Of the 27 members who voted against the bill Wednesday, five were Republicans who voted for the private option during the previous regular session but changed their votes Tuesday. All but one of the 48 Democrats voted to fund the program.

Democrat Rep. Tommy Thompson of Morrilton said he backs the private option but didn’t make it to his desk in time to vote for it Wednesday.

The five members who opposed the private option Wednesday after backing it in 2013 were: Rep. John Hutchison, R-Harrisburg; Rep. Ann Clemmer, R-Benton; Rep. Les “Skip” Carnine, R-Rogers; Rep. Allen Kerr, R-Little Rock; and Rep. Mary Lou Slinkard, R-Gravette.

Hutchison told the House on Wednesday that he had changed his vote because he had concerns about the eventual cost of the program and whether it has enough oversight.

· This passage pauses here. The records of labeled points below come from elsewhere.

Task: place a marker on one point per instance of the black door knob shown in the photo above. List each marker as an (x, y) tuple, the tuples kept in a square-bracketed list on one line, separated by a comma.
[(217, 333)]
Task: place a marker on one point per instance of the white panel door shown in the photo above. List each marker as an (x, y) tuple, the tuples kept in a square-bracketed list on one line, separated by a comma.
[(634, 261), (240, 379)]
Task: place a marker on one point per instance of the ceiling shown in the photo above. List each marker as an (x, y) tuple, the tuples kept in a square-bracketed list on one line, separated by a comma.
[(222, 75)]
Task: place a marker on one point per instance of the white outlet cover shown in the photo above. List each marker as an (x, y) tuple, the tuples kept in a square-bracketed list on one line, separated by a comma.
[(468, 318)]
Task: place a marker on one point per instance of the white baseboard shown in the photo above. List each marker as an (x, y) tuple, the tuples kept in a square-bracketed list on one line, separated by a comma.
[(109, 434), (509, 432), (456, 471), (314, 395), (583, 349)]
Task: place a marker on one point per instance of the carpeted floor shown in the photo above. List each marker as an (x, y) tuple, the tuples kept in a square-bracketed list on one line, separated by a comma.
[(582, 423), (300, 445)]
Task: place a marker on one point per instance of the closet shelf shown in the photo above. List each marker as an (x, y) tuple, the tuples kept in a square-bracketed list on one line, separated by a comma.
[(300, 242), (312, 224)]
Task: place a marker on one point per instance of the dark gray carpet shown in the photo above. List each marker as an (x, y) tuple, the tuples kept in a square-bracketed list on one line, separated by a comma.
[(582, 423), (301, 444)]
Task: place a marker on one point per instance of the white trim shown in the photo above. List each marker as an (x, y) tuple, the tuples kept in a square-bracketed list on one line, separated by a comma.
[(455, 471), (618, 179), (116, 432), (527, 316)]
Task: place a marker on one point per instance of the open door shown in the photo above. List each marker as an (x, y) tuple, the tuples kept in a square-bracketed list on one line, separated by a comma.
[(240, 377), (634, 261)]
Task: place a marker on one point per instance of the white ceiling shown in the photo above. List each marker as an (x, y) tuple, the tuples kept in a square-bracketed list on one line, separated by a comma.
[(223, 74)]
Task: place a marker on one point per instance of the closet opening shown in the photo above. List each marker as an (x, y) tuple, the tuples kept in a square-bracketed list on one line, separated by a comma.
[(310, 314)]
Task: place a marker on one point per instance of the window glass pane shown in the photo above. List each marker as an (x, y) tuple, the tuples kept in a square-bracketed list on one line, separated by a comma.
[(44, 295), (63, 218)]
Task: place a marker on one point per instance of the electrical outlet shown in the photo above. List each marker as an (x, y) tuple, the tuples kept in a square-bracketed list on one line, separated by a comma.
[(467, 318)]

Rep. Fred Smith, the House’s only Green Party member from Crawfordville, did not vote Tuesday but voted for the funding Wednesday.

Rep. Jon Eubanks, R-Paris, who voted to fund the program last year, did not vote Tuesday or Wednesday.

While 27 Republicans voted against the funding bill, 20 voted for it.

Four members did not vote and one member voted present.

Beebe said he was told that Republican Reps. Denny Altes of Fort Smith and Ken Bragg of Sheridan, still support the measure but were not in the chamber for the vote.

Carnine said he voted against the funding Wednesday because he was concerned over the number of changes made to the program on the national level since it was enacted. Carnine said he favors a compromise but he isn’t a “strong, strong no” and may eventually vote for the bill.

“I’m not absolutely [a] hard-liner on this, and yet I still look for the Senate potentially to find a compromise and send it over to the House,” Carnine said.

Rep. Mark Lowery, R-Maumelle, stated Wednesday that his reasons for voting present on the funding bill have not changed, saying that as the architects of the program the senators should vote first.

“There are discussions happening on the Senate end that might make this legislation more palatable to conservatives,” he said.

Eubanks, Clemmer, Slinkard and Kerr did not return phone calls seeking comment Wednesday afternoon. Clemmer, who is seeking the Republican nomination in the 2nd Congressional District, declined Tuesday to explain why she changed her vote.

House Minority Leader Greg Leding, D-Fayetteville, said the Democratic caucus was examining its options if the bill continues to get voted down.

“Honestly I believe the votes are there in both chambers, but I believe there’s just a handful of people who are playing politics based on campaigns they have coming up rather than focusing on the right policy for Arkansas,” Leding said.